A gigantic bookcase, and beyond it the chair of a Titan. I blinked, blinked again, and screwed up my eyes against the sunlight. In the distance, over at the limit of vision, a dark-edged monster crouched forward over a colossal bed. There were sounds, the pizzicato plucking of strings over unresolving harmonies. An automatic filing system in my head identified the Bhairava raga, with its symbolism of waking dawn and reverence for the new day. The vina played on, its notes clean and soothing. My eyes closed.

And opened, to a room filled with uniformed figures, shrilling and gesturing to each other with insectoid precision and rapidity of movement. They were gathered around a bed, and I heard the sforzando command of a single voice demanding silence for the sleeper there.

I blinked once more. When my eyes opened again the group of figures had suddenly shrunk to two. They were wearing the uniform of the Calcutta police, standing solemn guard by the bed where Ameera lay. She was silent, her face open and innocent in sleep. Heavy bandages swaddled her feet.

“Any better now?” It was Chandra, sitting quietly by my side.

I shivered and took a deep breath. “I’m all right. How’s Ameera? I guess I fell asleep for a while. Boy.” I shivered. “Weird dreams.”

“You have a right to them. Ameera told me what the two of you went through in Cuttack . Her condition?” He shrugged. “As well as can be expected. There is mental injury as well as physical. The woman — Xantippe? — said she was helping you. Ameera trusted her, they came back here, Ameera sent the servants away. Then—” he shrugged. “You know what she did next.”

I shuddered from head to foot and looked more closely at Ameera. “At least she is sleeping.
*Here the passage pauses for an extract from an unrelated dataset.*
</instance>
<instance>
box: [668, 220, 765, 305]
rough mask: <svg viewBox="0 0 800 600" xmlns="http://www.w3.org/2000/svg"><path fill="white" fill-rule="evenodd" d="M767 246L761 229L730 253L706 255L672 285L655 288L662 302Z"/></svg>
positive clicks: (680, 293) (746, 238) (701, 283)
When I first arrived she was hysterical.”

“It is more shock than sleep. When you passed out—”

“Me?” I stared at him.

“You do not remember it? You let me in, came up here, and fell over into that chair. That was four hours ago.” He stared at me as I turned away from him. “Now then, what do you think you are up to?”

He grabbed me by the arm as I began to stagger off towards the door. I shook off his grip.

“Got to get to Riyadh .” My voice was a thick-tongued mumble. “Next plane.”